Romanziere, saggista, editorialista, giornalista, storico, scrittore di pamphlet, si distinse in ogni genere con una combinazione di sensibilità e ferocia. Scrisse una cinquantina di opere su vari argomenti, dalla storia pura agli aneddoti personali, senza mai tirarsi indietro nella critica ai fallimenti contemporanei.
Paul Guth è nato a Ossun il 5 marzo 1910 da una famiglia di mezzi modesti. I suoi genitori vivevano a Villeneuve-sur-Lot, ma sua madre, una bigourdane, lo ha dato alla luce a Ossun, città natale della sua famiglia, nel cantone degli Alti Pirenei.
Guth iniziò la sua formazione a Villeneuve-sur-Lot. Studiò lettere a Parigi, dove conseguì l'agrégation nel 1933, e svolse la normale carriera accademica fino alla seconda guerra mondiale. Fu insegnante per dieci anni nelle scuole di Digione e Rouen, nonché della Janson de Sailly a Parigi.
Dopo la guerra, Guth si dedicò alla letteratura e al giornalismo, compresa la radio. Vinse il Prix du Théâtre nel 1946 per Fughe.
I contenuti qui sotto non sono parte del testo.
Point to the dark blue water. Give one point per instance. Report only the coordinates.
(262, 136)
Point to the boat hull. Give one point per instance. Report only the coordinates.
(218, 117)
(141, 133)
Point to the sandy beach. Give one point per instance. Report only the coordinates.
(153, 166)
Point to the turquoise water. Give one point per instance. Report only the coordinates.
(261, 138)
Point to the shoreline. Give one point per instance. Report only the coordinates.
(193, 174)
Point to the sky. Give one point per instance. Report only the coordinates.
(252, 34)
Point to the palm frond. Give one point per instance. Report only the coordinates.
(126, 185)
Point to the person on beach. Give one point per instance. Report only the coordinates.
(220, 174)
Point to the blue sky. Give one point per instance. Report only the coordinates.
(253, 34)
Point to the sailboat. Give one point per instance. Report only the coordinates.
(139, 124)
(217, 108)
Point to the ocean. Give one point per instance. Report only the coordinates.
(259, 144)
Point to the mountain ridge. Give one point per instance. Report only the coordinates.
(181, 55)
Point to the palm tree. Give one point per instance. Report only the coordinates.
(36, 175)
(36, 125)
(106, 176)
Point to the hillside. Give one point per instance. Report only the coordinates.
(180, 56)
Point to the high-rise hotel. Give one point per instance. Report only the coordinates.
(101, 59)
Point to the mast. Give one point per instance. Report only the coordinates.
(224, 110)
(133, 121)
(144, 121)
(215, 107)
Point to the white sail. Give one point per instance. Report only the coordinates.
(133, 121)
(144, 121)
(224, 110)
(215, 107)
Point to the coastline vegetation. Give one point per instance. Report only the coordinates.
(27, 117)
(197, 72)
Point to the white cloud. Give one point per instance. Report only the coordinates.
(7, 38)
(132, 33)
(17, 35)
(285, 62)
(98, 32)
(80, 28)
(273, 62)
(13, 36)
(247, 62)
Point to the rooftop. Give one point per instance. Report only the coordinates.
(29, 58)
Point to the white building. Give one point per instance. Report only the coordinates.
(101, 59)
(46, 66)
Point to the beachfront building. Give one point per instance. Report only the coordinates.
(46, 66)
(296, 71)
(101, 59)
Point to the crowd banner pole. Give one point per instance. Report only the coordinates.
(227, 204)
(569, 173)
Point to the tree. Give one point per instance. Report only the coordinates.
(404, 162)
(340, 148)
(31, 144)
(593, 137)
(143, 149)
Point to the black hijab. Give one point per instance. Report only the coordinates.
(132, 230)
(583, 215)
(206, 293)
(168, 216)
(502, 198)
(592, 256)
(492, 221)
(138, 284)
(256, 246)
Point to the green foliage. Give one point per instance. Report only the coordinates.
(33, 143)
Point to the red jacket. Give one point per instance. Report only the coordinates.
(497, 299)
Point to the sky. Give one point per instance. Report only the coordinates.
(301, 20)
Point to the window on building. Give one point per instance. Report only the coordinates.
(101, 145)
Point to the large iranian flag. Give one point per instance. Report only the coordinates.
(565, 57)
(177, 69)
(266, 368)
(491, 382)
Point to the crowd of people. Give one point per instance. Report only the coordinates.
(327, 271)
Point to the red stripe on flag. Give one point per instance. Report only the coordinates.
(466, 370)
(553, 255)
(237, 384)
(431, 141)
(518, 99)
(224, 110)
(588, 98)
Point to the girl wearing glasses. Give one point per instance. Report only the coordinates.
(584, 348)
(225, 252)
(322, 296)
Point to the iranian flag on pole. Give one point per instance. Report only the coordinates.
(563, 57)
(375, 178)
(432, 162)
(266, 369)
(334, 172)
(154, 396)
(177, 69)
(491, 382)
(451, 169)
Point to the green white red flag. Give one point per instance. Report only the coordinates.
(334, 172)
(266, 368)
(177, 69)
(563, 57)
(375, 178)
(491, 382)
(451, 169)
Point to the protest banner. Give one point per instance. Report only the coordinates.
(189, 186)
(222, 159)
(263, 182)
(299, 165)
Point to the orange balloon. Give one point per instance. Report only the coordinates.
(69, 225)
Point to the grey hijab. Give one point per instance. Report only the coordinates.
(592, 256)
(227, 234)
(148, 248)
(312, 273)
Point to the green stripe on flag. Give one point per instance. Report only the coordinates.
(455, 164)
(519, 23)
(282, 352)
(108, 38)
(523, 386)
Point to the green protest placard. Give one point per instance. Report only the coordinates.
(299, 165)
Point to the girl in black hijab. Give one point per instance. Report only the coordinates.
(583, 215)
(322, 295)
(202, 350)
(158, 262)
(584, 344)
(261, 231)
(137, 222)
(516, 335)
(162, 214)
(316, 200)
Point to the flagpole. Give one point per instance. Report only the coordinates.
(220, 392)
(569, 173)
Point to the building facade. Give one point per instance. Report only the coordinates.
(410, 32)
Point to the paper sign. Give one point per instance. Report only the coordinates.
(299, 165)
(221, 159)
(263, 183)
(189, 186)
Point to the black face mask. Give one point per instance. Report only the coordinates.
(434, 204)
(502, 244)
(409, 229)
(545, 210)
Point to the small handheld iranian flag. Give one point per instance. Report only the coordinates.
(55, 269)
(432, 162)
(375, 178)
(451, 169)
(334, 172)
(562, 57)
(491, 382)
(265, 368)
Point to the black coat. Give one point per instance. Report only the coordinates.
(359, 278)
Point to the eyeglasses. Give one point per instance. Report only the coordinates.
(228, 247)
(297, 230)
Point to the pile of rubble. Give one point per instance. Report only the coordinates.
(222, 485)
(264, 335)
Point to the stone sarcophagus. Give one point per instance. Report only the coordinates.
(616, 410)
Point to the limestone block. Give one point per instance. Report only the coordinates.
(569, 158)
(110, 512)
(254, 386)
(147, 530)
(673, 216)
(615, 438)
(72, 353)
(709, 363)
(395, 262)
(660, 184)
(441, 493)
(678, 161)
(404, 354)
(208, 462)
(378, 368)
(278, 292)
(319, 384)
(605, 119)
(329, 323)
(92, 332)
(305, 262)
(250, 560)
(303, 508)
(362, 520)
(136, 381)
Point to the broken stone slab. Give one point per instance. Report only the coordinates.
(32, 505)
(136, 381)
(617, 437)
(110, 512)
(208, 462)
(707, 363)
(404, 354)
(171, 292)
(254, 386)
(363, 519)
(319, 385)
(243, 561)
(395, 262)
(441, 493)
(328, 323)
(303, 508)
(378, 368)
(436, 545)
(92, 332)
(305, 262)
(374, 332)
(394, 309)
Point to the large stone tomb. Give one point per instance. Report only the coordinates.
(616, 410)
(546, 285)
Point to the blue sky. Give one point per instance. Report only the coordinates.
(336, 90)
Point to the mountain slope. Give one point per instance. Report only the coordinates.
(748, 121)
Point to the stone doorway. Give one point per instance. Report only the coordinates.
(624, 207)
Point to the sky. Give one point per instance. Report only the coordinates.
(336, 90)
Nel 1953 Guth pubblicò Les Mémoires d'un Naïf ("Le memorie di un Naïf"), un bestseller che sarebbe stato il primo di una serie di sette volumi. Racconta la storia del Naïf ("Sempliciotto"), un insegnante di francese che nasconde un'immaginazione grandiosa sotto un'apparenza ingenua. La serie comprende Les Mémoires d'un Naïf (1953 - Prix Courteline), Le Naïf aux quarante enfants ("Quaranta bambini e un Naïf", 1955), Le Naïf locataire ("Il Naïf come pensionante", 1956 - Grand prix du roman de l'Académie française), Le Naïf sous les drapeaux ("Naïf at Arms", 1964), Le mariage du Naïf ("Il matrimonio del Naïf", 1965), Le Naïf amoureux ("Il Naïf innamorato", 1968) e infine Saint Naïf (1970).
Le opere di Paul Guth includono una serie romantica in quattro volumi, Jeanne la Mince, pubblicata tra il 1960 e il 1969: Jeanne la mince, Jeanne la mince à Paris, Jeanne la mince et l'amour e Jeanne la mince et la jalousie. Questa serie è raccontata in prima persona da una giovane donna (immaginaria), Jeanne la Mince, cresciuta in una città di provincia nel sud-ovest della Francia negli anni precedenti la prima guerra mondiale. All'inizio degli anni '20, lascia quel mondo angusto ma mondo sicuro alle spalle quando va a Parigi e si adatta gradualmente alla vita molto diversa lì, concentrandosi per lei e le sue connazionali sull'arte, la moda, il Dada, la danza e le relazioni amorose. Trascorre molti anni dissipati a Parigi, e completa la sua educazione sentimentale prima di trovare l'amore (e la gelosia) tra le braccia del giornalista Paul Bagnac.
Impegnato per 12 anni nella scrittura storica, Guth è tornato ai romanzi nel 1977 con Le Chat Beauté (un gioco di parole su "Il gatto con gli stivali", Le Chat botté). In questo libro fa il punto su se stesso, sui suoi rapporti con gli altri e sulla sua vita. Lo stesso anno pubblicò Notre drôle d'époque comme si vous y étiez ("Quei nostri tempi divertenti; come se tu fossi lì"), una raccolta di aneddoti tipicamente sarcastica e politicamente conservatrice su TV, amore, religione e molti altri. argomenti, in cui invita i lettori a sorridere delle proprie abitudini e del proprio modo di vivere. ...
Fonte: articolo "Paul Guth" da Wikipedia in inglese, concesso in licenza con CC-BY-SA 3.0.